Il presidente colombiano segnala il boss della 'Junta Directiva del Narcotráfico'

Il presidente della Colombia, Gustavo Petro, ha dichiarato pubblicamente che Daniel Kinahan, il boss irlandese della criminalità organizzata arrestato a Dubai lo scorso aprile, faceva parte del cosiddetto Junta Directiva del Narcotráfico — una sorta di "consiglio di amministrazione" del super-cartello che, secondo Petro, controlla il commercio mondiale della cocaina. L'affermazione è stata diffusa tramite un post sul social network X, all'indomani della cattura del criminale irlandese.
Come riporta il Daily Mail (via MSN), Petro ha collegato Kinahan al cartello del Golfo operante da Dubai, sostenendo che il suo arresto dimostri concretamente l'esistenza di questa rete criminale internazionale. Secondo il presidente colombiano, l'organizzazione sarebbe responsabile dell'acquisto della cocaina prodotta in Colombia, Venezuela ed Ecuador, riciclando poi il denaro attraverso il commercio dell'oro negli Stati Uniti e negli Emirati Arabi Uniti. Petro ha anche accusato questa rete di collaborare con gruppi armati come il Clan del Golfo, fazioni dissidenti delle FARC e altre organizzazioni narcotrafficanti attive in Colombia, con epicentro operativo a Bogotà, e con radici storiche legate alle miniere di smeraldi gestite attraverso prestanome.
Kinahan, 48 anni, era stato arrestato a Dubai il 15 aprile 2026 nell'ambito di un'operazione congiunta segreta tra la polizia irlandese (An Garda Síochána) e le autorità degli Emirati Arabi Uniti, su mandato di arresto emesso dai tribunali irlandesi per reati gravi legati alla criminalità organizzata. Le autorità di Dubai hanno confermato il fermo di un "fuggitivo irlandese legato alla criminalità organizzata transnazionale", avvenuto in virtù dell'accordo bilaterale di estradizione tra Irlanda ed Emirati, siglato nel 2024 e attivato nel 2025.

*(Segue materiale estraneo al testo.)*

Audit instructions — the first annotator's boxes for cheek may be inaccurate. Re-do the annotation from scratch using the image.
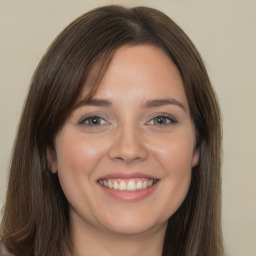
[57,136,104,174]
[154,133,194,176]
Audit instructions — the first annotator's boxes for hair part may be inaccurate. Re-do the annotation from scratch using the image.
[0,6,223,256]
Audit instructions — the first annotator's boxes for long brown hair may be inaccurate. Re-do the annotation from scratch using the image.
[0,6,223,256]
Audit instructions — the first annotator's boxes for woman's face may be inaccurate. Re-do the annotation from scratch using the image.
[50,45,198,234]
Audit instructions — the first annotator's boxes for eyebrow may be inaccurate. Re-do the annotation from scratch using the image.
[74,99,112,108]
[74,98,185,110]
[144,98,185,110]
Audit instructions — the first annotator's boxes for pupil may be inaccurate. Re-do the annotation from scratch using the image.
[91,117,99,124]
[157,117,164,124]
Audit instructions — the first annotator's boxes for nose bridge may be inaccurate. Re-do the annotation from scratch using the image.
[109,124,148,162]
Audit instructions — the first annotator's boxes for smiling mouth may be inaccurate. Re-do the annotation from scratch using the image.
[98,178,159,191]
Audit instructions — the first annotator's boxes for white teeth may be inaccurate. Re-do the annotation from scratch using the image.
[99,178,157,191]
[142,180,148,189]
[148,180,153,187]
[114,180,119,189]
[136,180,142,189]
[127,180,136,191]
[108,180,113,188]
[119,181,127,190]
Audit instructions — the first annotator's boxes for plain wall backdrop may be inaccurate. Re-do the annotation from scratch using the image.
[0,0,256,256]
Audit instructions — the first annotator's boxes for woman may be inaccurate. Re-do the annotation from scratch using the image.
[1,6,223,256]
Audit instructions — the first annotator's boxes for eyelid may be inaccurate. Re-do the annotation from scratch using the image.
[78,113,109,126]
[146,112,178,126]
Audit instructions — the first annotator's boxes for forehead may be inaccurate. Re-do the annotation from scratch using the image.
[82,45,187,107]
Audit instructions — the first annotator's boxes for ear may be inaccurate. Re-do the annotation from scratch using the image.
[192,147,200,167]
[46,147,58,173]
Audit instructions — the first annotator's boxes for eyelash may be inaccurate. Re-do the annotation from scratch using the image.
[79,115,107,127]
[147,114,177,126]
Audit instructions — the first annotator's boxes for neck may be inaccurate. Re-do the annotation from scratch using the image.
[71,218,167,256]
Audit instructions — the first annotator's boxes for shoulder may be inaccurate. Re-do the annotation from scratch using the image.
[0,240,14,256]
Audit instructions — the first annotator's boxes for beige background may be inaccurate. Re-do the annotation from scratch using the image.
[0,0,256,256]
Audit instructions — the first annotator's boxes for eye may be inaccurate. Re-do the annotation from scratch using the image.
[79,116,107,127]
[147,116,177,125]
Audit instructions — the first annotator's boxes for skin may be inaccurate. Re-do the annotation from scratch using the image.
[50,45,199,256]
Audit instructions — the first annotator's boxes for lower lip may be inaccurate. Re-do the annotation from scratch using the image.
[99,181,159,202]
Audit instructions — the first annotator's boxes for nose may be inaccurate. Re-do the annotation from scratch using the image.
[109,125,148,163]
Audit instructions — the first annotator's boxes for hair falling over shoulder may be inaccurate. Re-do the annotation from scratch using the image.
[0,5,223,256]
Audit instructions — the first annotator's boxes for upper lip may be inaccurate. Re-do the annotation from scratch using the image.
[99,172,159,180]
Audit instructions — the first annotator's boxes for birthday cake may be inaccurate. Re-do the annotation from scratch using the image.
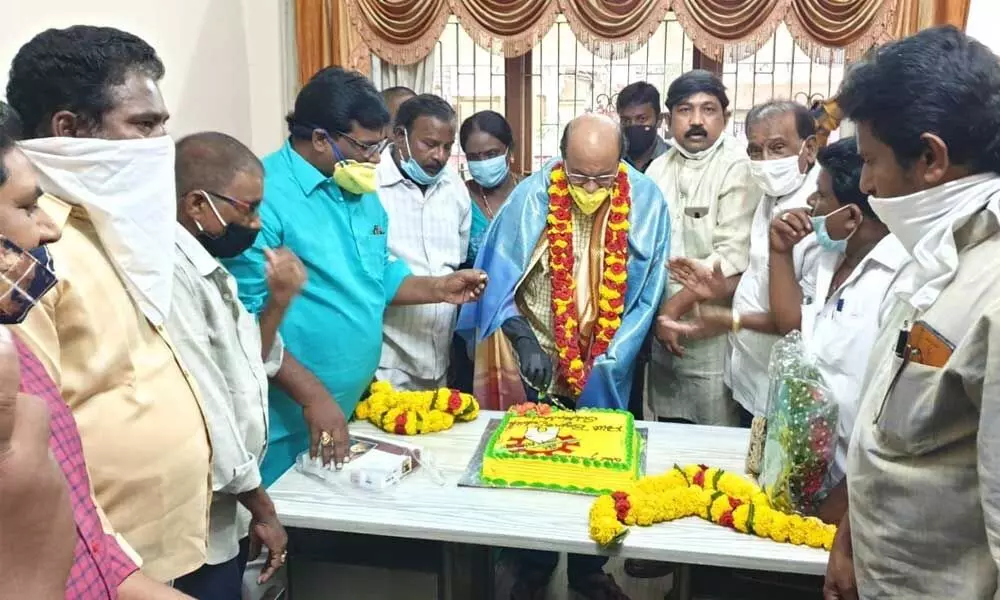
[480,405,642,495]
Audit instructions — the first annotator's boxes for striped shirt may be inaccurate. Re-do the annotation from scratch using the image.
[375,146,472,389]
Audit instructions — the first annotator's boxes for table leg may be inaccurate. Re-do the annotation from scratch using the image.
[438,543,494,600]
[668,565,691,600]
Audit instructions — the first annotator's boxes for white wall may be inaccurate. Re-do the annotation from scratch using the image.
[965,0,1000,55]
[0,0,294,154]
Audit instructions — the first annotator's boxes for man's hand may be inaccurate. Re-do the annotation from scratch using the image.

Kinahan e suo padre Christy Kinahan Sr. si erano trasferiti a Dubai dal 2016, dopo aver lasciato la Spagna in seguito alla sparatoria al Regency Hotel di Dublino, episodio che aveva innescato una sanguinosa guerra tra bande costata la vita a 18 persone. L'Alta Corte irlandese lo ha definito "un personaggio di primo piano nella criminalità organizzata su scala globale", mentre il Criminal Assets Bureau irlandese lo ha identificato come figura centrale del Kinahan Organised Crime Group (OCG), coinvolto nell'importazione e distribuzione di droga e armi. Nel 2022, il Dipartimento del Tesoro statunitense aveva già designato il gruppo Kinahan come organizzazione criminale transnazionale di rilievo, con sanzioni a carico dei suoi vertici.
Gli Stati Uniti hanno offerto una ricompensa fino a 5 milioni di dollari per informazioni utili all'arresto e alla condanna di Kinahan, accusato di traffico internazionale di stupefacenti e riciclaggio di denaro. Secondo analisti europei delle forze dell'ordine, la rete che faceva capo a Kinahan controllava circa un terzo dell'intero mercato europeo della cocaina, per un valore stimato di circa 20 miliardi di dollari l'anno. Per Kinahan sono ora in corso le procedure di estradizione verso l'Irlanda, dove dovrà rispondere di reati connessi alla faida con il clan Hutch.